Crypto is no longer operating at the edge of the financial system. As digital assets push further into the mainstream, regulators are tightening expectations and removing what many in the industry have treated as a regulatory “free ride”.
According to AscentAI, a recent report highlighted by PYMTS suggests 2026 will bring a sharper compliance reality for exchanges and other crypto businesses, particularly around tax transparency and customer reporting.
At the heart of the shift is a growing global push to make crypto activity visible to tax authorities in the same way as traditional financial activity. PYMTS reported: “ … a Jan. 1 report reveals that tax authorities around the world are closing in on crypto tax evasion by requiring exchanges to start collecting and reporting detailed trading records for local customers in the U.K. and more than 40 other countries.” That change is not simply about capturing extra revenue. It signals a broader move to make crypto an accountable, taxable asset class that can sit inside national economic frameworks.
For many policymakers, legitimacy and integration depend on enforceable rules. If crypto cannot be taxed reliably, it cannot be fully absorbed into the everyday machinery of the economy. By pushing reporting obligations onto exchanges, governments are also changing crypto’s operating model—moving it from a largely self-policed ecosystem to one that is expected to function within public financial infrastructure.
Oddly, this is one area where crypto firms have an advantage over legacy institutions. Banks and other incumbents often carry years of fragmented controls, manual processes, and bolt-on compliance tooling. Crypto businesses—especially younger ones—can build with today’s automation first. In practice, that means setting up a single source of regulatory truth: a central hub that tracks which rules apply, what obligations follow from those rules, and which internal owners are responsible for the work.
Horizon scanning is likely to become a foundational capability. As new requirements emerge across jurisdictions, firms need tools that continuously monitor regulatory updates, trends, guidance and news, then translate that flow of information into something usable. Guidance matters because it shapes how rules are interpreted in practice, helping firms understand areas of regulatory emphasis and reducing the risk of missteps as requirements evolve.
The challenge, however, is volume. If a platform pulls in everything, teams can drown in irrelevant alerts and miss what matters. Crypto firms will need systems that isolate only the rules and communications relevant to their products, licences, jurisdictions, and customer base—otherwise compliance becomes slower, more expensive, and more error-prone.
Regulatory change management is another pressure point. The pace of rulemaking has increased, and it is already difficult for large banks to keep up. Crypto firms should assume the burden will be similar as scrutiny intensifies.

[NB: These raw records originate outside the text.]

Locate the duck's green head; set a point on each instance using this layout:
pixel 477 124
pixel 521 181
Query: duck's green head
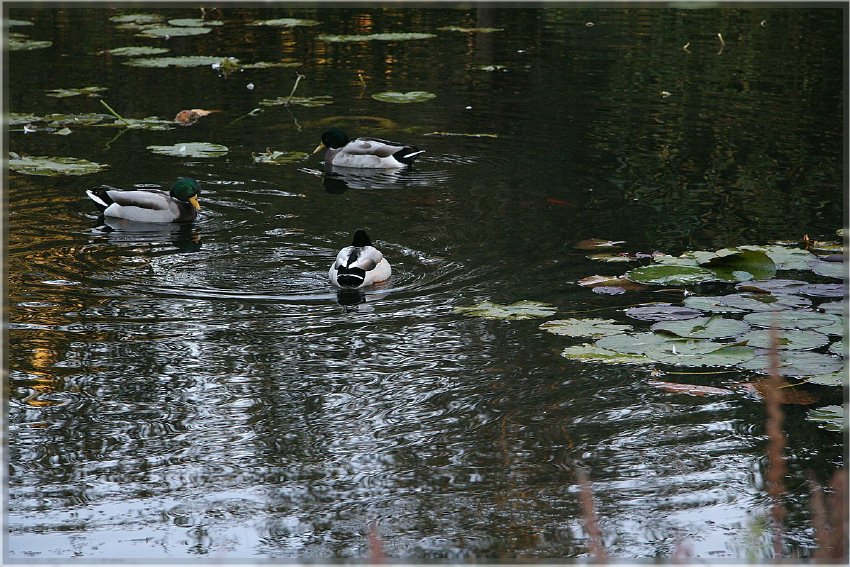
pixel 333 138
pixel 187 189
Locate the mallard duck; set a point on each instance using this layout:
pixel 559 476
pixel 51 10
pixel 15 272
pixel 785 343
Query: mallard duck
pixel 370 153
pixel 359 265
pixel 180 204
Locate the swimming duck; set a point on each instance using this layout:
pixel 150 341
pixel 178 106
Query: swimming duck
pixel 369 153
pixel 359 265
pixel 180 204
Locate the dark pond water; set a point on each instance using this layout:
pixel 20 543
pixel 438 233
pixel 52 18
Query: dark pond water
pixel 199 391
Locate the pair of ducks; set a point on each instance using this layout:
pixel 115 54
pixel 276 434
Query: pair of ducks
pixel 356 266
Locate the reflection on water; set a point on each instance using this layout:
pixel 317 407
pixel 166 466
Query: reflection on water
pixel 202 391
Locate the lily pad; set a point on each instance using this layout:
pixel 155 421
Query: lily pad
pixel 470 30
pixel 792 319
pixel 715 327
pixel 375 37
pixel 787 339
pixel 836 270
pixel 830 418
pixel 54 166
pixel 731 265
pixel 191 149
pixel 284 23
pixel 661 274
pixel 194 22
pixel 661 312
pixel 64 93
pixel 312 101
pixel 173 31
pixel 519 310
pixel 594 353
pixel 280 158
pixel 796 363
pixel 181 61
pixel 134 51
pixel 584 327
pixel 403 98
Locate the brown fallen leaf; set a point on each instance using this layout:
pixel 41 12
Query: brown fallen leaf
pixel 692 389
pixel 189 117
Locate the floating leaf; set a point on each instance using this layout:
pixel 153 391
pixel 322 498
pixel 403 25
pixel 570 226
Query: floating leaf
pixel 284 23
pixel 715 327
pixel 519 310
pixel 792 319
pixel 837 270
pixel 396 97
pixel 593 353
pixel 661 274
pixel 134 51
pixel 280 158
pixel 830 418
pixel 584 327
pixel 690 389
pixel 661 312
pixel 787 339
pixel 173 31
pixel 313 101
pixel 182 61
pixel 596 243
pixel 194 22
pixel 470 30
pixel 191 149
pixel 796 363
pixel 732 266
pixel 375 37
pixel 87 91
pixel 54 166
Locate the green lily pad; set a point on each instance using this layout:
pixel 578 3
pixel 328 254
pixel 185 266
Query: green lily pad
pixel 54 166
pixel 470 30
pixel 20 42
pixel 792 319
pixel 396 97
pixel 134 51
pixel 284 23
pixel 830 418
pixel 787 339
pixel 182 61
pixel 584 327
pixel 64 93
pixel 593 353
pixel 796 363
pixel 785 257
pixel 375 37
pixel 715 327
pixel 313 101
pixel 194 22
pixel 191 149
pixel 173 32
pixel 661 312
pixel 519 310
pixel 736 266
pixel 662 274
pixel 280 158
pixel 136 19
pixel 836 270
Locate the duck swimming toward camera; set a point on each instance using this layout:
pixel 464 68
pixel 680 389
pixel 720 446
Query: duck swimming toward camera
pixel 180 204
pixel 365 153
pixel 359 265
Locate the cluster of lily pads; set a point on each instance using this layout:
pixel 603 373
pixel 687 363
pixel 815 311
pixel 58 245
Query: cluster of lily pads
pixel 735 330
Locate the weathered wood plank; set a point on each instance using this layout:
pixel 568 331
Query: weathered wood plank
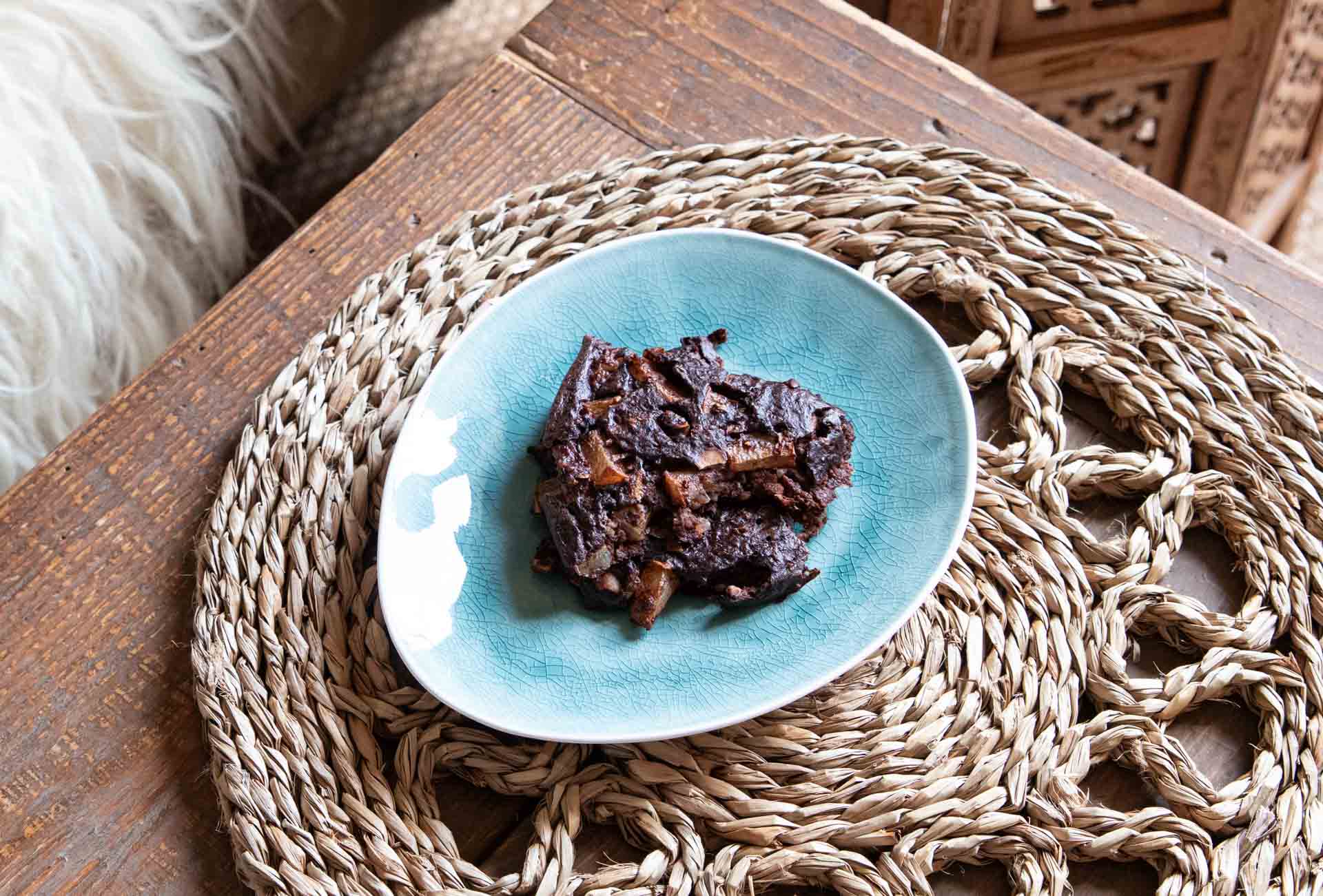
pixel 680 73
pixel 103 779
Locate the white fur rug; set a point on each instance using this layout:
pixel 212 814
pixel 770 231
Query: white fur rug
pixel 129 129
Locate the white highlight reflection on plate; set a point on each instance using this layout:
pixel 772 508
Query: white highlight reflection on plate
pixel 428 570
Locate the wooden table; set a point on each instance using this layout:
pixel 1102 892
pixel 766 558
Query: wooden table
pixel 103 776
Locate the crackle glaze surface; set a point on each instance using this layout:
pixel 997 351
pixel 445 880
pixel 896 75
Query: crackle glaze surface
pixel 517 651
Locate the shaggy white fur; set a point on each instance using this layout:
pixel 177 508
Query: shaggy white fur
pixel 129 127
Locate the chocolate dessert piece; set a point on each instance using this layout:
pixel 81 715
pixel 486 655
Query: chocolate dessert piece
pixel 664 473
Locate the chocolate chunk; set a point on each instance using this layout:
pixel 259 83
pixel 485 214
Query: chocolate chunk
pixel 667 473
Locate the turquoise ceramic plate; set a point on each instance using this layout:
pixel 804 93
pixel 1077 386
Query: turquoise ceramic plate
pixel 516 651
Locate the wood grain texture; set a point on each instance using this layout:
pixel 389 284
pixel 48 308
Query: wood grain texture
pixel 1231 96
pixel 1065 20
pixel 103 776
pixel 1091 61
pixel 103 782
pixel 680 72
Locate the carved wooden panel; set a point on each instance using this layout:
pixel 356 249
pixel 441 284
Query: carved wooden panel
pixel 1142 119
pixel 1288 107
pixel 1027 20
pixel 962 31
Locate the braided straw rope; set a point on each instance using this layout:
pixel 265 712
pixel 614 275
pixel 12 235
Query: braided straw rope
pixel 959 742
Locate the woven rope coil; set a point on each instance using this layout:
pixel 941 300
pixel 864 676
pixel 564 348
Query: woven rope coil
pixel 959 742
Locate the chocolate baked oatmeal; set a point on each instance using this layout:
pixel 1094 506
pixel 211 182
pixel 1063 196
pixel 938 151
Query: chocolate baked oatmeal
pixel 664 473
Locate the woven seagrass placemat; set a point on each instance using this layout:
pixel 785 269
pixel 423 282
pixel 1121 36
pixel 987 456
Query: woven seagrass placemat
pixel 962 740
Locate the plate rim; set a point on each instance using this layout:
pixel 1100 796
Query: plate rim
pixel 756 709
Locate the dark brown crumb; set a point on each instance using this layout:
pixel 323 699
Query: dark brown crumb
pixel 666 473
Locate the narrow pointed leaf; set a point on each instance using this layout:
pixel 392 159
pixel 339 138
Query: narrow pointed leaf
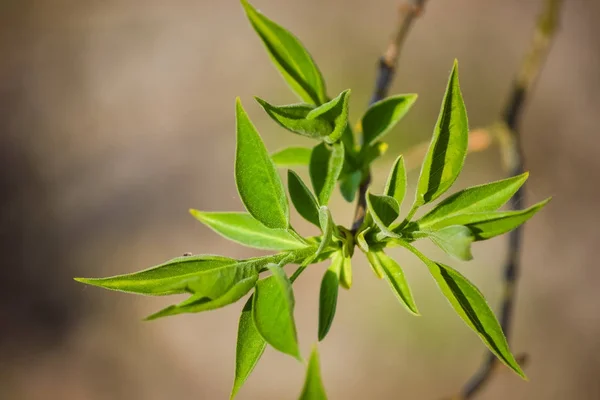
pixel 171 277
pixel 481 198
pixel 244 229
pixel 328 294
pixel 336 112
pixel 199 303
pixel 488 225
pixel 249 349
pixel 327 227
pixel 396 184
pixel 394 275
pixel 470 305
pixel 384 210
pixel 292 156
pixel 289 56
pixel 448 148
pixel 293 117
pixel 346 273
pixel 455 240
pixel 258 183
pixel 383 115
pixel 375 264
pixel 349 184
pixel 302 199
pixel 325 166
pixel 273 312
pixel 313 384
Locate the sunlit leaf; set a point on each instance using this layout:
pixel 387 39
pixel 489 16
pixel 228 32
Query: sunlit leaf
pixel 313 384
pixel 302 199
pixel 244 229
pixel 481 198
pixel 258 182
pixel 273 311
pixel 383 115
pixel 470 305
pixel 292 156
pixel 289 56
pixel 448 148
pixel 326 163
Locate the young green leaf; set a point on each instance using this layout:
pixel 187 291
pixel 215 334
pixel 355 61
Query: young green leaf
pixel 361 241
pixel 349 184
pixel 487 225
pixel 249 349
pixel 336 112
pixel 244 229
pixel 396 184
pixel 289 56
pixel 481 198
pixel 302 199
pixel 327 227
pixel 384 210
pixel 395 276
pixel 383 115
pixel 171 277
pixel 199 302
pixel 455 240
pixel 273 312
pixel 375 264
pixel 448 148
pixel 326 163
pixel 470 305
pixel 292 156
pixel 293 117
pixel 346 273
pixel 313 388
pixel 328 294
pixel 258 183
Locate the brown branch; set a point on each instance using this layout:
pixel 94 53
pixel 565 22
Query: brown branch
pixel 514 161
pixel 409 11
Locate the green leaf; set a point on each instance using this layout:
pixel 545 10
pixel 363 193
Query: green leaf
pixel 258 183
pixel 244 229
pixel 395 277
pixel 249 349
pixel 481 198
pixel 328 294
pixel 346 273
pixel 383 115
pixel 396 184
pixel 171 277
pixel 361 241
pixel 289 56
pixel 273 309
pixel 336 112
pixel 327 227
pixel 313 385
pixel 349 184
pixel 455 240
pixel 487 225
pixel 470 305
pixel 292 156
pixel 326 163
pixel 302 199
pixel 375 264
pixel 199 302
pixel 448 148
pixel 293 117
pixel 384 210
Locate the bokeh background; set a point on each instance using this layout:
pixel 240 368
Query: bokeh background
pixel 117 116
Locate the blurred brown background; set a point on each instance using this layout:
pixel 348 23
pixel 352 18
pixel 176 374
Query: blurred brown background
pixel 117 116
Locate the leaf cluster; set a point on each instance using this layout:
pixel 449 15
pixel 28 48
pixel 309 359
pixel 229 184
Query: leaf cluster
pixel 335 159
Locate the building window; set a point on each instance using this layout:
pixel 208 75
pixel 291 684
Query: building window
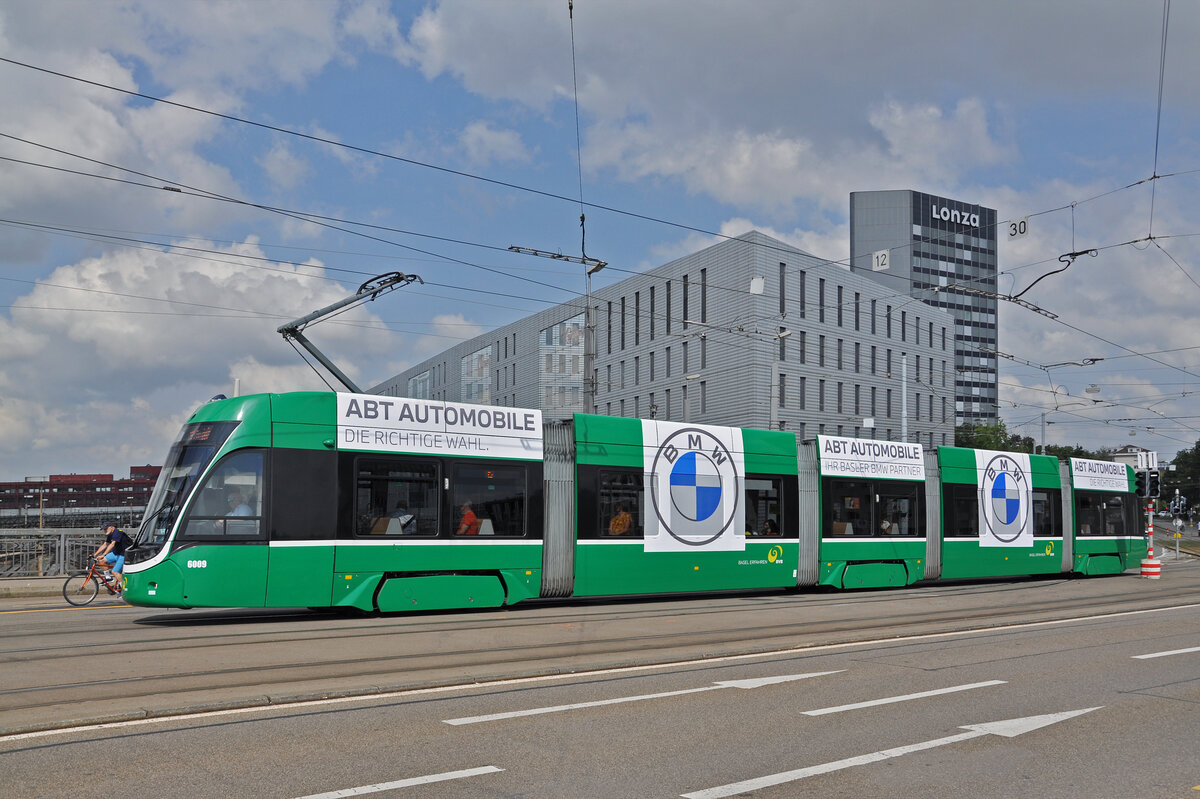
pixel 652 317
pixel 610 328
pixel 637 318
pixel 669 306
pixel 783 289
pixel 622 323
pixel 685 318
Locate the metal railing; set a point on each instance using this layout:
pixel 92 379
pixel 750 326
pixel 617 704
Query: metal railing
pixel 46 552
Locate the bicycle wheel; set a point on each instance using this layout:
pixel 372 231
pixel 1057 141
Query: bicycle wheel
pixel 81 588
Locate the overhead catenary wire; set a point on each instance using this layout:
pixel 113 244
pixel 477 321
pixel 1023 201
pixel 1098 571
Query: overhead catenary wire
pixel 1043 276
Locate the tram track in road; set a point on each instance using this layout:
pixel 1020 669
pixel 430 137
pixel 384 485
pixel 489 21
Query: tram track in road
pixel 405 652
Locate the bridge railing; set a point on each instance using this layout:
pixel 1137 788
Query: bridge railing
pixel 46 552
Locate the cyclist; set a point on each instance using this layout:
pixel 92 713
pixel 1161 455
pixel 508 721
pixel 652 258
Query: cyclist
pixel 113 550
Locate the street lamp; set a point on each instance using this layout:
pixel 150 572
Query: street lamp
pixel 777 390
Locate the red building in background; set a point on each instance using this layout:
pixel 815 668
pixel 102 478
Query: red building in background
pixel 77 499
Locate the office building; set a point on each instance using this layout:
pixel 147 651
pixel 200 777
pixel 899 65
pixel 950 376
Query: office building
pixel 749 332
pixel 939 251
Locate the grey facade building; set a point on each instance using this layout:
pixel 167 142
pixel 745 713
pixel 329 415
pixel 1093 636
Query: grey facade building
pixel 749 332
pixel 928 247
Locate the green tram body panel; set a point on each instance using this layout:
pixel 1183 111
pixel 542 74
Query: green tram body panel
pixel 1111 554
pixel 964 558
pixel 606 568
pixel 330 571
pixel 871 563
pixel 335 568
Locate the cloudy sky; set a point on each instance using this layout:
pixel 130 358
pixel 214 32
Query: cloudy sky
pixel 149 250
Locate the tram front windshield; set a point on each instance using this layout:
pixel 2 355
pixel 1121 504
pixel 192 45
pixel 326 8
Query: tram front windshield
pixel 189 456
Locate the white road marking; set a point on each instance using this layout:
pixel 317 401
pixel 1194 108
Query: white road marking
pixel 577 706
pixel 892 700
pixel 403 784
pixel 1167 654
pixel 581 674
pixel 1006 728
pixel 600 703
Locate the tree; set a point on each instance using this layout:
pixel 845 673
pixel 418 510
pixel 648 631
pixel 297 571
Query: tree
pixel 1186 475
pixel 991 437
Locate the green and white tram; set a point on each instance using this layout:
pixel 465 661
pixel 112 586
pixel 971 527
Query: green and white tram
pixel 394 504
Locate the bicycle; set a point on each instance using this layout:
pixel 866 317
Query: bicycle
pixel 83 587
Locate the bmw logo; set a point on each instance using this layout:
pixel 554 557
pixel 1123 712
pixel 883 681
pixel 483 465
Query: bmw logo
pixel 695 486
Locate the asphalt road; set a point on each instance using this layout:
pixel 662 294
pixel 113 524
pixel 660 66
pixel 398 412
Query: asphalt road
pixel 717 696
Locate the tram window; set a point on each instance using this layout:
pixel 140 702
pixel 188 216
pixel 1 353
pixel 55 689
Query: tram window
pixel 899 510
pixel 765 512
pixel 497 496
pixel 849 508
pixel 1121 516
pixel 229 504
pixel 622 506
pixel 396 497
pixel 1105 514
pixel 1090 512
pixel 1047 511
pixel 961 511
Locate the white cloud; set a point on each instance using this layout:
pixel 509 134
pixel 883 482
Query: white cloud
pixel 485 144
pixel 161 332
pixel 285 168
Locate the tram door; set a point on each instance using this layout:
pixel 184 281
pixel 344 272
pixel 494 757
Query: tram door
pixel 222 551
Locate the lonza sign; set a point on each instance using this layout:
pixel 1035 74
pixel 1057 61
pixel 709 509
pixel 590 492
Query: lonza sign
pixel 955 216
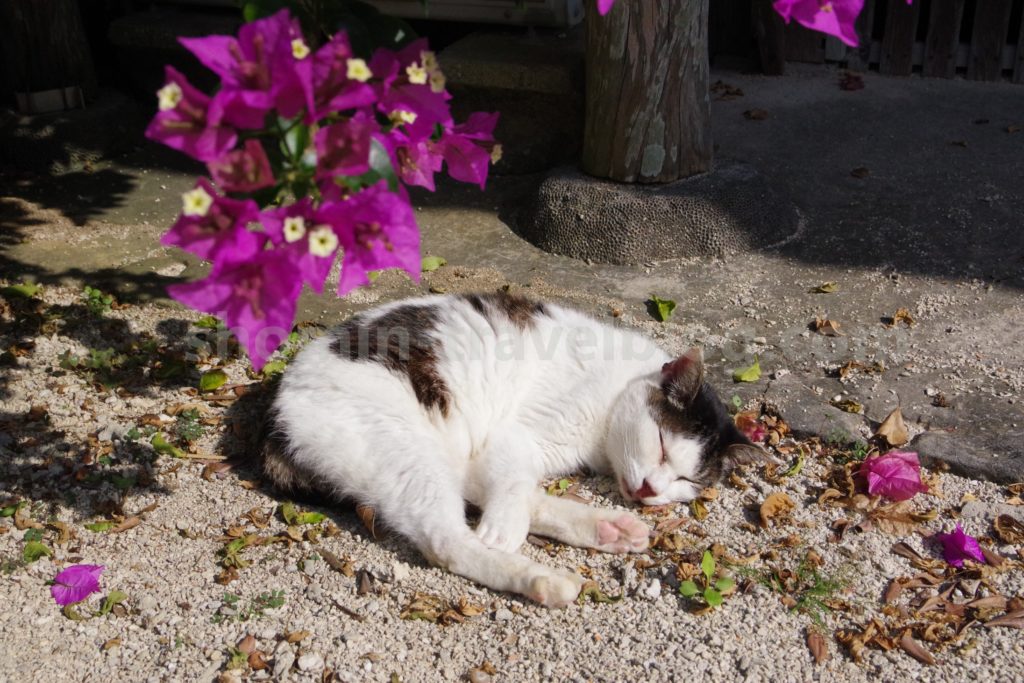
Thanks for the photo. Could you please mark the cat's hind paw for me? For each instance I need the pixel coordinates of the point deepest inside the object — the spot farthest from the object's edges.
(503, 535)
(623, 534)
(556, 589)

The text points to AscenAI’s AscentFocus, which offers an AI-powered change management dashboard designed to surface applicable updates, provide side-by-side comparisons of old versus new rule text, and connect changes directly to updated obligations and actions required to remain compliant.
Crucially, the same workflow needs to extend into execution. From the dashboard, firms should be able to assign and track compliance tasks so the right people receive timely, current information, and decisions are made using the latest requirements. Done well, that reduces dependency on spreadsheets and scattered processes that struggle under the weight of global regulatory change.
The operational impact of this compliance-first pivot will be significant. Teams will need to scale, data systems will need to mature, and jurisdiction-by-jurisdiction differences will need careful handling.
Costs are likely to rise, particularly for smaller players. But the broader message is clear: crypto firms have an opportunity to avoid the legacy mistakes of incumbents by embedding automation and AI from the start—improving risk outcomes while building scalable, cost-effective compliance foundations.